Right now I’m reading a superb biography on Jonathan Swift (1667 – 1745) by Leo Damrosch. Swift is one of the most memorable personalities in the history of literature. This biography is hard to put down. The book is a masterpiece of prose and storytelling itself. Swift was an essayist and satirist with a sharp mind and a burning wit. For me, Swift’s most memorable quotes, the ones that remain in my mind when I think of Swift, are:
“The latter part of a wise man’s life is taken up in curing the follies, prejudices, and false opinions he had contracted in the former.”
“Falsehood flies, and truth comes limping after it, so that when men come to be undeceived, it is too late; the jest is over, and the tale hath had its effect: like a man, who hath thought of a good repartee when the discourse is changed, or the company parted; or like a physician, who hath found out an infallible medicine, after the patient is dead.”
“If a man would register all his opinions upon love, politics, religion, learning, etc., beginning from his youth and so go on to old age, what a bundle of inconsistencies and contradictions would appear at last!”
“There is nothing in this world constant, but inconstancy.”
“…the most pernicious race of odious vermin that Nature ever suffered to crawl upon the surface of the earth.”
Swift is mostly known for his satirical story called Gulliver’s Travels. If you’re over 40 you may have had to read this story in middle school or high school. George Orwell, himself probably one of the top 5 English language essayists to ever pick up a pen, thought Gulliver’s Travels probably meant more to him than any other book ever written. Orwell said there was rarely a year that went by without him dipping into Swift’s classic. Orwell wrote an excellent essay on Swift well worth reading.
What brought me to writing this post was a rather humorous passage in Damrosch’s biography that highlights Swift the writer and Swift the personality.
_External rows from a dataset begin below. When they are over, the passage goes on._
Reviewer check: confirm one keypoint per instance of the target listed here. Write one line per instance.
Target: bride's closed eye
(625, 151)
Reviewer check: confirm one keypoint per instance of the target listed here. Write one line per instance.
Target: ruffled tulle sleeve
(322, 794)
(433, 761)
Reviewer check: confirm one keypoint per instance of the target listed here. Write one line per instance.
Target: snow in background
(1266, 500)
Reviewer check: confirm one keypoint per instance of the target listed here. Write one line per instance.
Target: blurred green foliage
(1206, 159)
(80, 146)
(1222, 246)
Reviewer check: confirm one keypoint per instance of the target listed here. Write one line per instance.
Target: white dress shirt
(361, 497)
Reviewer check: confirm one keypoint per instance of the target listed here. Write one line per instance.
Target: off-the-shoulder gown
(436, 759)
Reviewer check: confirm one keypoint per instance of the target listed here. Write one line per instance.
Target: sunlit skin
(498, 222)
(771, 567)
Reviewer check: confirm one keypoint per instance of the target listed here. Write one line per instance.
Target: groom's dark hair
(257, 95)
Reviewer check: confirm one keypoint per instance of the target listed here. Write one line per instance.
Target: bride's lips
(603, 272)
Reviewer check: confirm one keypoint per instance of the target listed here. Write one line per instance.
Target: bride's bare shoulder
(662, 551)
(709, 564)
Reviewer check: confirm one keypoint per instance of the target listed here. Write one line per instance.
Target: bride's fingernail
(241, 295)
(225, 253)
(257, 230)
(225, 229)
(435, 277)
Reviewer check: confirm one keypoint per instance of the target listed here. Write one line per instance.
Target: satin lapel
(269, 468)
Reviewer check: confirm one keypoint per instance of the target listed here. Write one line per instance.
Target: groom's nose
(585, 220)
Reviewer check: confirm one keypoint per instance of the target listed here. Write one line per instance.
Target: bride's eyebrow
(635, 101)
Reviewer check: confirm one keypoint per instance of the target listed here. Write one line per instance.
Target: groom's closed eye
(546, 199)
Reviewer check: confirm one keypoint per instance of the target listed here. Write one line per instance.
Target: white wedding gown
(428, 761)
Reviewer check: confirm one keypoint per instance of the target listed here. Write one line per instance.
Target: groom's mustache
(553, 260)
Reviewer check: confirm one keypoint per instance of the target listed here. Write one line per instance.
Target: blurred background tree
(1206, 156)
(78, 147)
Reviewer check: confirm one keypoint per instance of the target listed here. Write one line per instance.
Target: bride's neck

Swift was not, at least in many of his writings, a politically correct writer. He didn’t suffer fools gladly and he had little patience for literary cant. On Page 209 of Damrosch’s book he writes:
Commenting on a history of the Church, he [Swift] once rewrote an overelaborate passage in order to bring it to life. Here is the original text, describing unworthy clergymen: “They are an insensible and degenerate race, who are thinking of nothing but their present advantages; and so that they may now support a luxurious and brutal course of irregular and voluptuous practices, they are easily hired to betray their religion, to sell their country, and to give up that liberty and those properties which are the present felicities and glories of this nation.” That’s barely readable. Swift’s version gets rid of the big words and abstractions, and leaps from the page: “The bulk of the clergy, and one third of the bishops, are stupid sons of whores, who think of nothing but getting money as soon as they can. If they may but procure enough to supply them in gluttony, drunkenness, and whoring, they are ready to turn traitors to God and their country, and make their fellow subjects slaves.”
We could almost say this bitting, straightforward, no pulling punches writing style, is what we might call Swifting or the Art of Swifting.